Tutto sommato, con gli americani si sta benissimo; ci troviamo in mezzo a gente cordiale, aperta ed espansiva. Il personale di servizio alle mense, agli alloggi e ai circoli non è militare, ma civile, tedesco e del posto: compie il suo lavoro con precisione, con diligenza e con zelo, ma con un senso di distacco che gli americani non avvertono.

Vengo accompagnato a visitare, dal di fuori, il cupo fabbricato in cui si svolse il famoso processo di Norimberga per i criminali di guerra. Ho l'impressione che per qualche imputato abbia pesato non un crimine forse mai commesso, mai il vae victis. Allo stadio di Norimberga c'è una grande rivista militare americana, con tutti i reparti schierati, ma è ben altra cosa rispetto a quel che ricordo di un film luce di parecchi anni fa, con quel mare di elmi perfettamente allineati e coperti, con tutte quelle bandiere al vento, con quegli "Heil" che arrivavano fino al cielo, con quei cori possenti che reco ancora impressi nella mente:

Die Strasse frei den grauen Battaillonen,
die Strasse frei dem Sturmabteilungsmann
(fate largo ai grigi battaglioni,
fate largo all'uomo dei reparti d'assalto!)
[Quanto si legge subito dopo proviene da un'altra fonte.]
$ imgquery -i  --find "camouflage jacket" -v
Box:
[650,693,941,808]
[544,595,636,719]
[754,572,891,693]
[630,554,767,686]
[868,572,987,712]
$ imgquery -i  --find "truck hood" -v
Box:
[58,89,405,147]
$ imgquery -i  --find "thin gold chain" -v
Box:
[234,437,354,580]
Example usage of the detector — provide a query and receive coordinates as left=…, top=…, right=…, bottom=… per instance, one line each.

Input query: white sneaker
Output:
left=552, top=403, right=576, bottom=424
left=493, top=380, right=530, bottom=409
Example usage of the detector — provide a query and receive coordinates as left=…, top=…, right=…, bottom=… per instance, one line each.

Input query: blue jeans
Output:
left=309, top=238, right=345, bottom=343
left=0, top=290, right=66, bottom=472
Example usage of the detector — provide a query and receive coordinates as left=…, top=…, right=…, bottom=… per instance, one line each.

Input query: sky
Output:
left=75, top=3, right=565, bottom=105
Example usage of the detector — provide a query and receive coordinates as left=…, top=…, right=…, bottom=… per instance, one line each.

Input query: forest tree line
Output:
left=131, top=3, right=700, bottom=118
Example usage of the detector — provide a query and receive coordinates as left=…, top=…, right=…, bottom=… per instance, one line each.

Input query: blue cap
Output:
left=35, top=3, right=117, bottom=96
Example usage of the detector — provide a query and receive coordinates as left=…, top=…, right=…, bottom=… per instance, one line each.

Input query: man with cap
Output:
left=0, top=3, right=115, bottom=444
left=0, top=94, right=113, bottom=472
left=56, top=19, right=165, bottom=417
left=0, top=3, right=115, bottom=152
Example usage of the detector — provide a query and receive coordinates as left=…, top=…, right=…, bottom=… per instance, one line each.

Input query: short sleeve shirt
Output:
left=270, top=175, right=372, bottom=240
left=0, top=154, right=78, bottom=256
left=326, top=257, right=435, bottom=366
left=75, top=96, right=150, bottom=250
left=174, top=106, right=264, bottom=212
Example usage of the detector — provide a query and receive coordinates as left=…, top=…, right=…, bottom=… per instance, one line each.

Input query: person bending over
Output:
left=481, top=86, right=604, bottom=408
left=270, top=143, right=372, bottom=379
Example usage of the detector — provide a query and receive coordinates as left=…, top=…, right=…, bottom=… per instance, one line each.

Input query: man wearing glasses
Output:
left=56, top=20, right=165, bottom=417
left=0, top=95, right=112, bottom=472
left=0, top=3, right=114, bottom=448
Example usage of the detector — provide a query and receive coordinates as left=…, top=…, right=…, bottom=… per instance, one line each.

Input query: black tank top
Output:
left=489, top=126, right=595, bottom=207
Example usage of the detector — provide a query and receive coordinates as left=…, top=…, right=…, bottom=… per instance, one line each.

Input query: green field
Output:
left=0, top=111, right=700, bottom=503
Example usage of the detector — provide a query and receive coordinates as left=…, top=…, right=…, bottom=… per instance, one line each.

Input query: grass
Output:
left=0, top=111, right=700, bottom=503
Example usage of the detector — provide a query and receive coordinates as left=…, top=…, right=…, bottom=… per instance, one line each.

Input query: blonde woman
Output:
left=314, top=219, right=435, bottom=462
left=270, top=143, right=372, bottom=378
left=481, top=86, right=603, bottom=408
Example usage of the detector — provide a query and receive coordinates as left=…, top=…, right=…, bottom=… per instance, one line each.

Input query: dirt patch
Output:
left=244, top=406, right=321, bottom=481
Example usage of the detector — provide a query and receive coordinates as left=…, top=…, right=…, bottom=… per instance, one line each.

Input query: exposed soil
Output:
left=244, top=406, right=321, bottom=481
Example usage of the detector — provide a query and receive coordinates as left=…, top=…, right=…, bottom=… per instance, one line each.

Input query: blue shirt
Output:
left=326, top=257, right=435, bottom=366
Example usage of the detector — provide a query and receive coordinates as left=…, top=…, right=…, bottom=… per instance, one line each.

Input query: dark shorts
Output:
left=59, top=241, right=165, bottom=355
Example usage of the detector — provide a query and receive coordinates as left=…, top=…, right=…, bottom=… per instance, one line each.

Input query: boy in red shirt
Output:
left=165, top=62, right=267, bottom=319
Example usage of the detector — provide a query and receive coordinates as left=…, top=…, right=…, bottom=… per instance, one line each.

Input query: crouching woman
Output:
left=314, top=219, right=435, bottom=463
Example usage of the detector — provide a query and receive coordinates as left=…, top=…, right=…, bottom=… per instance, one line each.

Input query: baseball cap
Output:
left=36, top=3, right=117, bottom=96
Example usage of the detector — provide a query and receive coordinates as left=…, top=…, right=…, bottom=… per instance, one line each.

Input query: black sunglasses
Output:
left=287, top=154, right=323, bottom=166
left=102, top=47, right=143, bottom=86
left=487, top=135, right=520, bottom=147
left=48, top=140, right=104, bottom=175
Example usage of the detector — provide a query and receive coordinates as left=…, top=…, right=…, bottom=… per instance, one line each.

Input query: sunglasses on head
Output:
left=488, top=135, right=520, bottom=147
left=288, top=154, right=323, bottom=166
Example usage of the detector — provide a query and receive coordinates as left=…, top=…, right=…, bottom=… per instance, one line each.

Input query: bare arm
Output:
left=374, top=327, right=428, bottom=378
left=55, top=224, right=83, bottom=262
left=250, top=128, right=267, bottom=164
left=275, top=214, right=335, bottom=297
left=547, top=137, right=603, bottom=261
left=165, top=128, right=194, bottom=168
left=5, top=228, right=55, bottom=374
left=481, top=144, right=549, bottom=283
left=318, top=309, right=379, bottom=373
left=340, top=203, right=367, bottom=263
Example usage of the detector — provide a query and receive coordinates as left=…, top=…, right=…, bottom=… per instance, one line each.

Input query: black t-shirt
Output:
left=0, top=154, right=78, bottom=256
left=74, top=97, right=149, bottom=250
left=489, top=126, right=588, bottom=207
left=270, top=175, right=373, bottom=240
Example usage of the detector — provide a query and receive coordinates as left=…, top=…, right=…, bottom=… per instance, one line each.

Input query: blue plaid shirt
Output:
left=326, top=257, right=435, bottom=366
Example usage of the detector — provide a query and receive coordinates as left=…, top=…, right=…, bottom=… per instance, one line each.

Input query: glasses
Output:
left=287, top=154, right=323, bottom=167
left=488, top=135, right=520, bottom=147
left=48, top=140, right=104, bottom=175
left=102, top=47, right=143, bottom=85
Quel grande stadio serve oggi come piazza d'armi, appare trascurato, qua e là spuntano erbacce; vi giungono in carrozzella alcuni tedeschi, mutilati di guerra. Sostano pensosi e osservano con occhi esperti le forze di azione. È facile immaginare cosa passi per la loro mente.

Torniamo alla sede, dove abbiamo gli alloggiamenti qui era una bella caserma della Luftwaffe. Sulla facciata c'è ancora una grande croce uncinata, costruita con mattoni a sbalzo; sul retro si distende un vasto campo d'aviazione dedicato all'asso tedesco Manfred von Richthofen, il famoso barone rosso. Davanti alla caserma si ferma il tram che porta alla stazione ferroviaria di Norimberga: buono a sapersi. Il paracadutista mi chiede:
- Come si dice "la stazione"?
- Si dice "der Bahnhof".
- Bene. Andiamo alla stazione. Davanti c'è una birreria, dove si può cenare un po' meglio che dagli americani.
In quel momento arriva il tram. Il paracadutista, seguito da me, sale, caccia la mano in tasca, ne cava una manciata di spiccioli, la porge al bigliettario, dice "Bahnhof!" e segna due con le dita. Il bigliettario prende con delicatezza i soldi occorrenti e consegna i biglietti. L'amico soddisfatto dice:
- Hai visto che ce la faccio da solo? Ma per tornare, come si dice "la caserma"?
- "Die Kaserne". Con due parole magiche come Bahnhof e Kaserne sei a posto per andata e ritorno.